Moreover, Putin has accused Turkey of shooting down the Russian warplane to protect its alleged oil trade with ISIS, according to RT.
Speaking at the climate summit currently taking place in Paris on Monday, Putin called President Recep Tayyip Erdogan’s decision to authorize shooting down the plane a “huge mistake.”
Putin claims he has received additional intelligence that confirms oil from ISIS-held deposits is transferred through Turkey on “an industrial scale.” Erdogan denied the claims and said he will resign if the information is confirmed.
“At the moment we have received additional information confirming that that oil from the deposits controlled by Islamic State militants enters Turkish territory on industrial scale,” Putin said at the summit.
Putin added that Russia has “every reason to believe” that the decision to authorize the downing of the Russian plane was motivated by a desire to ensure security of illegal oil delivery routes to ports where oil is shipped on an industrial scale.
Russian officials feeding Putin with ideas on starting nuclear war with NATO
Turkey has repeatedly denied any ties to ISIS, while the NATO member state takes part in the U.S.-led coalition, which carries out airstrikes against the terror group in Syria.
Speaking after Putin at the summit in Paris, Erdogan said he will resign if there is proof of Turkey’s ties to ISIS.
“We are not that dishonest as to buy oil from terrorists.
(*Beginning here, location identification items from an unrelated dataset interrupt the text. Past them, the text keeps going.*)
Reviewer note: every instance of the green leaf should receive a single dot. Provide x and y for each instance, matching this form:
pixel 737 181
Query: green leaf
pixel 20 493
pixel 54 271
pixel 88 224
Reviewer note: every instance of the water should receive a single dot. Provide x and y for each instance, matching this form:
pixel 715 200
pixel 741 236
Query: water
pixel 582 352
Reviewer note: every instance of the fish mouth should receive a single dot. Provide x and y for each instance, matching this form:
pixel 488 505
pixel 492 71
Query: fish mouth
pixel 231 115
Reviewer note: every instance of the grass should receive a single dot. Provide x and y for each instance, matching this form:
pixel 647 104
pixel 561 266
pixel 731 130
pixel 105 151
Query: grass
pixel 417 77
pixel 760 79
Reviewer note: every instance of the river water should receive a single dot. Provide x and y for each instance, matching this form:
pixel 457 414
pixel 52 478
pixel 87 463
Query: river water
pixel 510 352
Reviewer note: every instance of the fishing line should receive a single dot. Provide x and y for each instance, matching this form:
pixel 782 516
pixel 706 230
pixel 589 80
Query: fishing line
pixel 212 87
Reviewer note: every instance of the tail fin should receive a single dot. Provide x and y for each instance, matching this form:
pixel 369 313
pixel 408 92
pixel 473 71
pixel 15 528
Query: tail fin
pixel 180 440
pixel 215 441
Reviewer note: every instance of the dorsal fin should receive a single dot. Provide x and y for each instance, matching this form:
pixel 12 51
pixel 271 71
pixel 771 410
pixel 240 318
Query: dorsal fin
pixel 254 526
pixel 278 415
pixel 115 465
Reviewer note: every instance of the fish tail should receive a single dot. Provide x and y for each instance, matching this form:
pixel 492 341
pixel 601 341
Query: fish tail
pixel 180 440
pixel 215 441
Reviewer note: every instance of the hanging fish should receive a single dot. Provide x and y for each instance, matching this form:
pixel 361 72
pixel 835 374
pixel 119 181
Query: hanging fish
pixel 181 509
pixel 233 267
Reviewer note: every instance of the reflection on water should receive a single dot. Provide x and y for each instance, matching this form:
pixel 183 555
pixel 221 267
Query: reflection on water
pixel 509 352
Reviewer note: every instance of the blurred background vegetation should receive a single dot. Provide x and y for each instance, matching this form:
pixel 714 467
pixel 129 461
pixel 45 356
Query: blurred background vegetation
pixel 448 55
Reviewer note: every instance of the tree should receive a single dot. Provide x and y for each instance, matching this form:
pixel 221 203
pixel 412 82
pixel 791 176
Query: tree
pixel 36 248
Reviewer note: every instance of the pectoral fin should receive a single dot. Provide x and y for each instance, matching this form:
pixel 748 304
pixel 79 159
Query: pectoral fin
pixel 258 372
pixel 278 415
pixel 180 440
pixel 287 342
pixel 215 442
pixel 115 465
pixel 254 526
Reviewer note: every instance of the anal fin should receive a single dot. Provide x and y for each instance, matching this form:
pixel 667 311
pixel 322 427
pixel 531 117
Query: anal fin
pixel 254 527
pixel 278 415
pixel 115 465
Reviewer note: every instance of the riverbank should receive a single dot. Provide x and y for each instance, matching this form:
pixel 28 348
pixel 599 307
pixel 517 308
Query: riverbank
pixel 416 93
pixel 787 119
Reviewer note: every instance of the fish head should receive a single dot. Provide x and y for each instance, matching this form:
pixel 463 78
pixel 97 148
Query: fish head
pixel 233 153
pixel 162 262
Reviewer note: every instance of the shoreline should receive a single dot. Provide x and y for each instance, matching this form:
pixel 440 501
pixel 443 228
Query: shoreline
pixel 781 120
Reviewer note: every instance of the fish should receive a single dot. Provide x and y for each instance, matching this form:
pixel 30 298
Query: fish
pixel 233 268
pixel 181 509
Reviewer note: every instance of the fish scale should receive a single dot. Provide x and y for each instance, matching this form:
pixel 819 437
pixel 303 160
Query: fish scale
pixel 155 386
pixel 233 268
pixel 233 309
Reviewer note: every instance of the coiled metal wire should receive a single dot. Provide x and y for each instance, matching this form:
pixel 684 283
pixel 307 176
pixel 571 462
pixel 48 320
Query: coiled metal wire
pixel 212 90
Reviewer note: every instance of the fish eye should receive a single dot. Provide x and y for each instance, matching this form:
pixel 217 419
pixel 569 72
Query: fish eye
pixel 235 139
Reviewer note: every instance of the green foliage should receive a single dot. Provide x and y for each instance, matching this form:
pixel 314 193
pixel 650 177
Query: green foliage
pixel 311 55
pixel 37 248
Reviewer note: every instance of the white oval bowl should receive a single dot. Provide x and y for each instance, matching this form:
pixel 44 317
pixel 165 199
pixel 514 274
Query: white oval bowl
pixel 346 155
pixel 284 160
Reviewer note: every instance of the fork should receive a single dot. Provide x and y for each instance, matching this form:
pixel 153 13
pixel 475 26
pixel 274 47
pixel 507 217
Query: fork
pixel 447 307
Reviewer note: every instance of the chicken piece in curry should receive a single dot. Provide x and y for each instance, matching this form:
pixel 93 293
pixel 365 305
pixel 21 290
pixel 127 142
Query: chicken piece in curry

If it is proven that we have, in fact, done so, I will leave office. If there is any evidence, let them present it, we’ll consider [it],” he said, as reported by RT. The countries from which Turkey buys oil are “well known,” added Erdogan.
With Putin warning NATO of “serious consequences,” as well as deploying S-400 systems to Syria and equipping his Su-34 warplanes operating in Syria with air-to-air missiles, analysts have every reason to believe that the Russian President is willing to unleash a nuclear war over the incident.
Despite the fact that Turkey is backed by NATO’s 5th Article, which states that an attack on one Ally shall be considered an attack on all NATO members, the chances that Moscow is going to unleash a nuclear war against the Alliance are very “likely,” according to Pavel Felgengauer, Russia’s top defense analyst, as reported by ValueWalk.
It seems that Russian officials are already feeding Putin with ideas on how to start a nuclear war with NATO. A Russian MP has recently proposed a plan how easy it would be for Moscow to destroy Turkey with a nuclear bomb.
“You just chuck one nuclear bomb into the straits, and there’d be a huge flood. The water would rise by 10-15 meters and the whole city would disappear,” said Vladimir Zhirinovsky, leader of the misnamed Liberal Democratic party, as reported by ValueWalk.